- Bei Freedom Mobile kam es über das Konto eines Subunternehmers zu einem Verstoß in der Lieferkette, wodurch personenbezogene Daten des Kunden offengelegt wurden
- Zu den gestohlenen Daten gehören Namen, Adressen, Geburtsdaten, Telefonnummern und Kontonummern; Passwörter und Zahlungsinformationen bleiben davon unberührt
- Unternehmen warnt vor Phishing-Risiken; Noch keine Hinweise auf Datenlecks, Ermittlungen laufen
Der kanadische Telekommunikationsanbieter Freedom Mobile erlitt kürzlich einen Supply-Chain-Angriff, bei dem vertrauliche Daten einer noch nicht genannten Anzahl von Kunden verloren gingen.

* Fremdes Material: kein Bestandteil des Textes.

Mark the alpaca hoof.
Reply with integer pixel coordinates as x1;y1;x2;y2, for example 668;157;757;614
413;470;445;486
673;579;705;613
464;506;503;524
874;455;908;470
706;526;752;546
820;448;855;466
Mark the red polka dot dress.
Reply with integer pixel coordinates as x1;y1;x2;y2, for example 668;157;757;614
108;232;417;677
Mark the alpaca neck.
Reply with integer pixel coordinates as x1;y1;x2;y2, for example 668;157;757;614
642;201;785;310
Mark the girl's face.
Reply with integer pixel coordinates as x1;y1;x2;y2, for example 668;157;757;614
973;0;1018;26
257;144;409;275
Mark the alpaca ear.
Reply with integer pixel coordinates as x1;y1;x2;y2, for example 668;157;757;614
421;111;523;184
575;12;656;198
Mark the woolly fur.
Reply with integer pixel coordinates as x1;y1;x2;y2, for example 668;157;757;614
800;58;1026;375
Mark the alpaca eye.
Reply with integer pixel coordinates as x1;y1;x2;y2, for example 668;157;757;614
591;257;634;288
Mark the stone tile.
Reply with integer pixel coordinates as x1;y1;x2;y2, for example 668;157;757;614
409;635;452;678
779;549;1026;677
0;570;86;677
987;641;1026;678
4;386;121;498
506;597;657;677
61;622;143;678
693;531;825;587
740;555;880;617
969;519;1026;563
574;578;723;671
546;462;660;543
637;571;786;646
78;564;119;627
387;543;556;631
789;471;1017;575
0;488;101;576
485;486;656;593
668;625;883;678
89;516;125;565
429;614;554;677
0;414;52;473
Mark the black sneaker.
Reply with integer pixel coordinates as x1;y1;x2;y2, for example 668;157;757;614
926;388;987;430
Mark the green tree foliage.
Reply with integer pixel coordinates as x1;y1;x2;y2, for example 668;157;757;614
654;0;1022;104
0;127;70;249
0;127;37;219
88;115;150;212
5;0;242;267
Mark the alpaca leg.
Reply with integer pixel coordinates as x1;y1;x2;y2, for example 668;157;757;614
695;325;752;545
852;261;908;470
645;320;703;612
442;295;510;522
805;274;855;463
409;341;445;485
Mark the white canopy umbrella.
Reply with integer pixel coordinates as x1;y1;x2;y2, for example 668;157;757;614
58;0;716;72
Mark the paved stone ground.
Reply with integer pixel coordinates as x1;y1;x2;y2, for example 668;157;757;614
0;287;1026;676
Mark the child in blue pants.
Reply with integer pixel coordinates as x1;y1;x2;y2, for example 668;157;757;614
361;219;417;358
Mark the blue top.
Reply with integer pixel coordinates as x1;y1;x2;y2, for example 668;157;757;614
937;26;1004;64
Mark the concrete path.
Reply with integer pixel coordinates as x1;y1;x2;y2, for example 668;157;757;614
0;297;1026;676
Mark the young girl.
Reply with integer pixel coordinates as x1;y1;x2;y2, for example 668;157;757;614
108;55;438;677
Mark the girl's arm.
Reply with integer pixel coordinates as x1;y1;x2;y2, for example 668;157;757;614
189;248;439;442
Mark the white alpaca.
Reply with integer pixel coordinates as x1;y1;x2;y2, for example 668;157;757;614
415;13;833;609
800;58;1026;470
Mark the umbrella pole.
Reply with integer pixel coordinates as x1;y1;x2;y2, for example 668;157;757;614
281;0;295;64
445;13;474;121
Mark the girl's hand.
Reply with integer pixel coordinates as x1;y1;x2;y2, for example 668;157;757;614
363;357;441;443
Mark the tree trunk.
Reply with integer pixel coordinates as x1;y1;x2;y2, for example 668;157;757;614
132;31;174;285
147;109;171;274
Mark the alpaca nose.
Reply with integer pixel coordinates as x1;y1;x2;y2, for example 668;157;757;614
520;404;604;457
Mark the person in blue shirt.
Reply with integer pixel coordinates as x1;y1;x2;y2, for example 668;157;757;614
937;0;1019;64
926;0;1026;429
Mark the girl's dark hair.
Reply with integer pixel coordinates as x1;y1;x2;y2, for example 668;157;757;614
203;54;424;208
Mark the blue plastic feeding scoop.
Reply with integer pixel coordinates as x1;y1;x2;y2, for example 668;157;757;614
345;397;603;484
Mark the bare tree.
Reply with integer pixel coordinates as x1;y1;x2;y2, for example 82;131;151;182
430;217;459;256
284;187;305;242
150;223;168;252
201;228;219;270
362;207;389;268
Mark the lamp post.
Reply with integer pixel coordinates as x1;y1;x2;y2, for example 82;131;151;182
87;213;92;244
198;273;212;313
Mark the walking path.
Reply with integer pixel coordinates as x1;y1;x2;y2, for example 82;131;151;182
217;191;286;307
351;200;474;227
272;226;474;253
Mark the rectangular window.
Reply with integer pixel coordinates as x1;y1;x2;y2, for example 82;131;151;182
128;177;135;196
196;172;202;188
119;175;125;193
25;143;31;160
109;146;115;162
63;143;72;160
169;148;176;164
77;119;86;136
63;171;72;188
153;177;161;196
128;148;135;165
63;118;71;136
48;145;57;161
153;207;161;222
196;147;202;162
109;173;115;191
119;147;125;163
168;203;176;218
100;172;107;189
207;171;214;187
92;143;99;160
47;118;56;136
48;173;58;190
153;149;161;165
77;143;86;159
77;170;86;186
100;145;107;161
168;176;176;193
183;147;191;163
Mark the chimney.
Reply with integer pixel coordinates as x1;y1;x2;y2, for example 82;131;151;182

In einem Anfang dieser Woche auf seiner Website veröffentlichten Benachrichtigungsschreiben zu Datenschutzverletzungen sagte Freedom, dass Hacker in das Konto eines Subunternehmers eingedrungen seien und über diesen auf persönliche Daten „einer begrenzten Anzahl“ seiner Kunden zugegriffen hätten. Der Verstoß wurde am 23. Oktober entdeckt und der Zugriff wurde gesperrt.
Als das kompromittierte Konto jedoch gesperrt und desinfiziert wurde, gelang es den Hackern, die vollständigen Namen, Postanschriften, Geburtsdaten, Telefonnummern (sowohl Privat- als auch Mobilfunknummern) sowie die Kontonummern von Freedom Mobile zu stehlen.
Phishing-Warnung ausgegeben
Während das Telekommunikationsunternehmen betont, dass Zahlungsinformationen und Passwörter Da die Bedrohungsakteure bei dem Angriff keine Informationen erhielten, stahlen sie mehr als genug Informationen, um äußerst verheerende Phishing-Angriffe zu starten.
Sie könnten sich beispielsweise an Kunden von Freedom Mobile wenden und dabei vorgeben, das Telekommunikationsunternehmen zu sein, und mit der Kündigung ihres Kontos drohen, es sei denn, die Opfer melden sich dringend an (über eine gefälschte Anmeldeseite, die Zugangsdaten stiehlt) oder laden ein Programm herunter (was tatsächlich der Fall ist). Schadsoftware). Eine solche E-Mail, gepaart mit persönlich identifizierbaren Informationen, könnte für die Empfänger glaubwürdig erscheinen und daher zu einer Kompromittierung führen.
Zum Zeitpunkt der Drucklegung übernahmen keine Bedrohungsakteure die Verantwortung für den Angriff, und Freedom Mobile fand keine Hinweise darauf, dass die Daten ins Freie gelangten. Dennoch wird Benutzern empfohlen, bei eingehenden Nachrichten wachsam zu sein, insbesondere bei solchen, die angeblich von der Telekommunikation stammen und ein Gefühl der Dringlichkeit vermitteln. „Freedom Mobile wird Sie niemals per E-Mail oder SMS nach persönlichen Informationen wie Kreditkartennummern, Bankinformationen, Passwörtern oder PIN-Codes fragen“, heißt es in der Benachrichtigung.
Freedom Mobile wurde 2008 als Wind Mobile gegründet und hat derzeit mehr als zwei Millionen Kunden in ganz Kanada. Es wurde 2023 von Vidéotron übernommen, wodurch die Gesamtzahl der Abonnenten auf über 3,5 Millionen stieg.